C'est une chose de canaliser un Churchill ou un Roosevelt lors d'un discours politique en les citant ou même en essayant de leur ressembler. C'est une autre chose de faire parler « eux » à vos côtés. Le potentiel d'exploiter la nostalgie est suralimenté par cette technologie. Imaginez, par exemple, ce que les Soviétiques, qui adoraient littéralement le cadavre de Lénine, auraient fait avec une profondeur de leur ancienne icône.

Bonnes intentions

Vous pourriez affirmer que parce que ces réanimations sont uniquement engageantes, elles peuvent être utilisées à des fins vertueuses. Considérez un Martin Luther King Jr. réanimé, en parlant à notre nation actuellement polarisée et divisée, exhortant la modération et l'unité. Ne serait-ce pas grand? Ou qu'en est-il d'un Mordechai Aneelewicz réanimé, le commandant du soulèvement du ghetto de Varsovie, parlant lors du procès d'un négateur de l'Holocauste comme David Irving?

Mais savons-nous ce que MLK aurait pensé de nos divisions politiques actuelles? Savons-nous ce que Aniewicz aurait pensé aux restrictions sur le discours pernicieux?

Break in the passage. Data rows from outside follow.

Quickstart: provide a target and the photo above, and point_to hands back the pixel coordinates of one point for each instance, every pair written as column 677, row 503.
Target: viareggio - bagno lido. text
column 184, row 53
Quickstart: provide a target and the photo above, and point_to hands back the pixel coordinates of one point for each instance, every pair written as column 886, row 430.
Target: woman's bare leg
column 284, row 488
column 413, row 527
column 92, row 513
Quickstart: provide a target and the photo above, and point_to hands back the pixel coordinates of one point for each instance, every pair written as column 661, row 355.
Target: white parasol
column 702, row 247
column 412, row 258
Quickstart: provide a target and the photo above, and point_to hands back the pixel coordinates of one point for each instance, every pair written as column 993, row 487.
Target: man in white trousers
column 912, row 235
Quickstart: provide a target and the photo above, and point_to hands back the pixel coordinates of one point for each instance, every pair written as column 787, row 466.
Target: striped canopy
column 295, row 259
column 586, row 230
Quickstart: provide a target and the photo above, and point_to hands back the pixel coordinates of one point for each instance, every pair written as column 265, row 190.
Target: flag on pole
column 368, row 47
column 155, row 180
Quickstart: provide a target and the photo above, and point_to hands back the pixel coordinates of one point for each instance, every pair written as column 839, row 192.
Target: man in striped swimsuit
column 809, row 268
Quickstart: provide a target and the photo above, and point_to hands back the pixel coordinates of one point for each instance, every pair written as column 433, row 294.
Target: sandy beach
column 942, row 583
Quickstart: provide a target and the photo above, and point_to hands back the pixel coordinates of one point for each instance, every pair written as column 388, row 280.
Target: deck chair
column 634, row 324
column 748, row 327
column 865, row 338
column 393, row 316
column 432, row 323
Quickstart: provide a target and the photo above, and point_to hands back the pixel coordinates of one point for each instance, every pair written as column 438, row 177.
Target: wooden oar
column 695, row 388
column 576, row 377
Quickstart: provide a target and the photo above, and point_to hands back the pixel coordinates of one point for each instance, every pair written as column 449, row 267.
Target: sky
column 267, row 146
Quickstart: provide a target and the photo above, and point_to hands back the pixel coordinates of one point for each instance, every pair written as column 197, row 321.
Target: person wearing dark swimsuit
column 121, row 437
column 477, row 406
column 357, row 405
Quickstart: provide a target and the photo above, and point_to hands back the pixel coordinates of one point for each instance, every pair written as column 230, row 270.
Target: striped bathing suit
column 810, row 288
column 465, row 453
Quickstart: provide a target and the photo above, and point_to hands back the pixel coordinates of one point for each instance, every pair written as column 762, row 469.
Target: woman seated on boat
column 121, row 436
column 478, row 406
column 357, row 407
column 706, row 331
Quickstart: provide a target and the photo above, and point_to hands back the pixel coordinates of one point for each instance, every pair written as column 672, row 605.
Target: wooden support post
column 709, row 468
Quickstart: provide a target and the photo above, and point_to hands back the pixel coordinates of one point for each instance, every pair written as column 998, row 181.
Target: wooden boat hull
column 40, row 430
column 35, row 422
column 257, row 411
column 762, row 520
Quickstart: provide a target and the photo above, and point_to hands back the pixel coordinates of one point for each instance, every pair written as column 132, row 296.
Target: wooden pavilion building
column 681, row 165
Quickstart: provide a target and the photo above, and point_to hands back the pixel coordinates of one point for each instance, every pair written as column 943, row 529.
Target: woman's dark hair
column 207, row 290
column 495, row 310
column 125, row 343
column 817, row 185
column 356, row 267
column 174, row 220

Est-ce que des campagnes courageusement pour des droits civils signifient que nous devrions faire appel au fantôme numérique de King à commenter l'impact du populisme? Faire craindre sans crainte les nazis signifie-t-il que nous devrions draguer l'ombre de l'IA d'un vieux héros pour commenter la liberté d'expression à l'ère numérique?

Même si les projets politiques que ces avatars de l'IA servaient étaient conformes aux opinions du défunt, le problème de la manipulation – d'utiliser le pouvoir psychologique des Fabriques Deep pour faire appel aux émotions – est resté.

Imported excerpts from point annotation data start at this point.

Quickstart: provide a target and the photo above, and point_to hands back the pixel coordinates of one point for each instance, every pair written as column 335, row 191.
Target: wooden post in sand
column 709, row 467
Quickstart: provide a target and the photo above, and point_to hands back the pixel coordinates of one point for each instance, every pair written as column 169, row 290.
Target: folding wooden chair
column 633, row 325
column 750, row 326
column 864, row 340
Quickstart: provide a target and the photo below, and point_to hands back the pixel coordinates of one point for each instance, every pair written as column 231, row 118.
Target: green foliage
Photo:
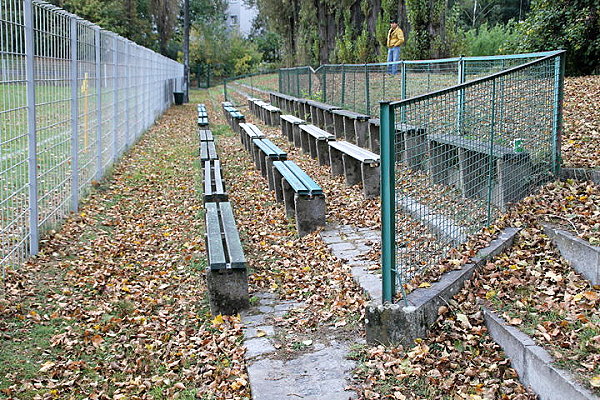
column 573, row 25
column 487, row 41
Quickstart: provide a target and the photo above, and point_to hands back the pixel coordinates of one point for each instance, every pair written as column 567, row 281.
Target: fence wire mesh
column 73, row 98
column 463, row 155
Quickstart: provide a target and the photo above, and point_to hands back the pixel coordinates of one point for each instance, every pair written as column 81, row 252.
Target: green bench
column 289, row 126
column 249, row 132
column 208, row 151
column 205, row 135
column 314, row 141
column 214, row 186
column 226, row 275
column 303, row 198
column 202, row 115
column 264, row 153
column 358, row 165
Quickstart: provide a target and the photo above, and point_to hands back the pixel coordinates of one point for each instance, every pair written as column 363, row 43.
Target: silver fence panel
column 73, row 98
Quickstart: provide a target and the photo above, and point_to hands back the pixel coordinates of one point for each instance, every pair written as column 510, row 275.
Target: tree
column 164, row 13
column 573, row 25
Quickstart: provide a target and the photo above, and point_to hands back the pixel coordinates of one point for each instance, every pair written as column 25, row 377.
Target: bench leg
column 328, row 124
column 350, row 130
column 351, row 170
column 227, row 291
column 323, row 152
column 312, row 146
column 278, row 185
column 262, row 160
column 310, row 213
column 256, row 156
column 288, row 198
column 336, row 162
column 297, row 136
column 314, row 116
column 371, row 179
column 338, row 127
column 374, row 138
column 304, row 138
column 269, row 172
column 361, row 127
column 291, row 128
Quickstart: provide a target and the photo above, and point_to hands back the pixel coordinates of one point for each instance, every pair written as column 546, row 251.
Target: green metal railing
column 454, row 159
column 256, row 84
column 360, row 87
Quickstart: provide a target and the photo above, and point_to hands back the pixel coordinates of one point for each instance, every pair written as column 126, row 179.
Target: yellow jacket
column 395, row 37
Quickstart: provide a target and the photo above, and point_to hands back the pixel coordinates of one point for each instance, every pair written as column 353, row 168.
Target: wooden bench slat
column 292, row 119
column 311, row 185
column 214, row 241
column 355, row 151
column 232, row 238
column 317, row 132
column 206, row 135
column 208, row 151
column 269, row 148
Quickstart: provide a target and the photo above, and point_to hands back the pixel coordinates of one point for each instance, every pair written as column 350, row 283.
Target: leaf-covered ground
column 115, row 307
column 115, row 304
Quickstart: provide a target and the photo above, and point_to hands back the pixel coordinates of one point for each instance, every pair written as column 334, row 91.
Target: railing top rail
column 473, row 82
column 434, row 61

Mais qu'en est-il de l'enrôlement de Ai Agatha Christie pour enseigner un cours d'écriture? Deepfakes peut en effet avoir des utilisations salutaires dans des contextes éducatifs. La ressemblance de Christie pourrait rendre les étudiants plus enthousiastes à l'égard de l'écriture. Fake Aristote pourrait améliorer les chances que les étudiants s'engagent avec son éthique austère de Nicomachean. Ai Einstein pourrait aider ceux qui veulent étudier la physique à se faire la tête autour de la relativité générale.

Mais la production de ces contrefaçons s'accompagne d'une grande responsabilité. Après tout, étant donné leur engagement, il est possible que les interactions avec ces représentations soient tout ce à quoi les étudiants prêtent attention, plutôt que de servir de passerelle pour explorer le sujet.

Vivre dans les vivants

Dans un poème écrit en mémoire de WB Yeats, WH Auden nous dit qu'après la mort du poète, Yeats « est devenu ses admirateurs ». Sa mémoire était maintenant «dispersée parmi une centaine de villes» et son travail soumis à une interprétation sans fin: «Les paroles d'un mort sont modifiées dans les tripes des vivants».

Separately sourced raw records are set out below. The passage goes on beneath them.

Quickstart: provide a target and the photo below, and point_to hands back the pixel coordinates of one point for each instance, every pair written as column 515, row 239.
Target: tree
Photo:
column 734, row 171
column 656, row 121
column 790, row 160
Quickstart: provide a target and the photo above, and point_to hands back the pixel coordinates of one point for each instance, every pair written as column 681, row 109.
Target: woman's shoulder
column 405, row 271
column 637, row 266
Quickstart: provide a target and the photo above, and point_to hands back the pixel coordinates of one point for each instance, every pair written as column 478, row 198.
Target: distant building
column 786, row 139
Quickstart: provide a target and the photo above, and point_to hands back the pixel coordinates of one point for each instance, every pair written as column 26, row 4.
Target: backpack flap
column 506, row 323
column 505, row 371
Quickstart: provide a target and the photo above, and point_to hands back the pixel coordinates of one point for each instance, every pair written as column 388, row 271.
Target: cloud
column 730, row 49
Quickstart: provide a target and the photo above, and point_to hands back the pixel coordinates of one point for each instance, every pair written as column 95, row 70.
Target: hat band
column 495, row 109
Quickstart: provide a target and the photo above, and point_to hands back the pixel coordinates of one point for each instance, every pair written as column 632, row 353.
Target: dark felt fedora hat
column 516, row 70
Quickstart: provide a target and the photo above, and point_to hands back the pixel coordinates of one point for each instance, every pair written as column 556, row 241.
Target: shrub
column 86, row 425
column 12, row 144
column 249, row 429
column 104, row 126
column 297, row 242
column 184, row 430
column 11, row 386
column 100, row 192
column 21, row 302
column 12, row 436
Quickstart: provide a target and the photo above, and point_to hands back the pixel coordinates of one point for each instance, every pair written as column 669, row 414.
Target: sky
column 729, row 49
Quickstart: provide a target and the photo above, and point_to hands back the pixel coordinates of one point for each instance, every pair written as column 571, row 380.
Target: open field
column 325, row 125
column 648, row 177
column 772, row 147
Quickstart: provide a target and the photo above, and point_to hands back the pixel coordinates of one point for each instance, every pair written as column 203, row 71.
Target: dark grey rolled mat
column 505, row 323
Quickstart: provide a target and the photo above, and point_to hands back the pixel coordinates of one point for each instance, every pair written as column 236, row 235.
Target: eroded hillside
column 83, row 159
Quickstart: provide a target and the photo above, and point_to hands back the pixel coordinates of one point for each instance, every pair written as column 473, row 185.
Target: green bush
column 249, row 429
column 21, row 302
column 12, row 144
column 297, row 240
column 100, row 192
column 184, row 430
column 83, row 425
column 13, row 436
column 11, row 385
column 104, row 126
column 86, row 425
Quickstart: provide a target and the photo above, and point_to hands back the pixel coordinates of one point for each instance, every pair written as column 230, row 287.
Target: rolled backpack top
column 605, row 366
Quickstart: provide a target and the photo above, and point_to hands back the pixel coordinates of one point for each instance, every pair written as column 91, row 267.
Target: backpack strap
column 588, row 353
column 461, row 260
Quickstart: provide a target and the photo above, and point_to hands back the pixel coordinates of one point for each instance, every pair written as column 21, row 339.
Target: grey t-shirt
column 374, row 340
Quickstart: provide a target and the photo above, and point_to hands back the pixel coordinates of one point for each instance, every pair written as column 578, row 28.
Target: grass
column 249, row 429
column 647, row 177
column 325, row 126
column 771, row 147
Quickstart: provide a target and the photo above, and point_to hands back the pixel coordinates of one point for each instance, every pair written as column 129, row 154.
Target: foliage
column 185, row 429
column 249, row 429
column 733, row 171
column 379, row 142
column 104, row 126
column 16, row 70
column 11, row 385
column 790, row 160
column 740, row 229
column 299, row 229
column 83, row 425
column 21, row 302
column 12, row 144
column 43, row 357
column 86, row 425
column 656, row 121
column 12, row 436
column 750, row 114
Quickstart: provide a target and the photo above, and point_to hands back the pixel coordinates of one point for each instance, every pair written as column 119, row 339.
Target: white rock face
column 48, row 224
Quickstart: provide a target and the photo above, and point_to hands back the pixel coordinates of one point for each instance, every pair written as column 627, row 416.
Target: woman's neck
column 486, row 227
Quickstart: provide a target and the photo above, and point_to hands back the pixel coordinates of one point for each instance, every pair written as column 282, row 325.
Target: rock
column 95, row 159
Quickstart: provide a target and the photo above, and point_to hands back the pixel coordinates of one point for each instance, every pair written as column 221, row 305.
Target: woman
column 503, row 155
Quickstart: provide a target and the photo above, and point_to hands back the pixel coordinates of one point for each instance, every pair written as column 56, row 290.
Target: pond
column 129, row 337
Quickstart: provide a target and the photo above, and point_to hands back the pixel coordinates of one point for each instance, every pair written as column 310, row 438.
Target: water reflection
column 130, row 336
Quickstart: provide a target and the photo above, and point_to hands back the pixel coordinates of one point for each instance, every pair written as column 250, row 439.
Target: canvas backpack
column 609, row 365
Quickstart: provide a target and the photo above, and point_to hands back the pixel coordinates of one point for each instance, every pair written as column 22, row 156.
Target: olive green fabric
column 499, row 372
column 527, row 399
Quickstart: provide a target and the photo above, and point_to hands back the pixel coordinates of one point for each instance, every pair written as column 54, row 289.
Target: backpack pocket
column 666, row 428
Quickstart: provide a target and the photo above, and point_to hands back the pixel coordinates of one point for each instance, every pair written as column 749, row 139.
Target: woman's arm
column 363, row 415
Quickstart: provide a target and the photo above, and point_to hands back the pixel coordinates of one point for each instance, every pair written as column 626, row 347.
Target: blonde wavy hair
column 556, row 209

Les morts vivent des nombreuses façons que nous réinterpréterons leurs paroles et leurs travaux. Auden a fait ça à Yeats, et nous le faisons à Auden ici. C'est ainsi que les gens restent en contact avec ceux qui sont partis. En fin de compte, nous croyons que l'utilisation de prouesses technologiques pour les ramener concrètement les manque de respect, et peut-être plus important encore, est un acte de manque de respect pour nous-mêmes – à notre capacité à résumer, à penser et à imaginer.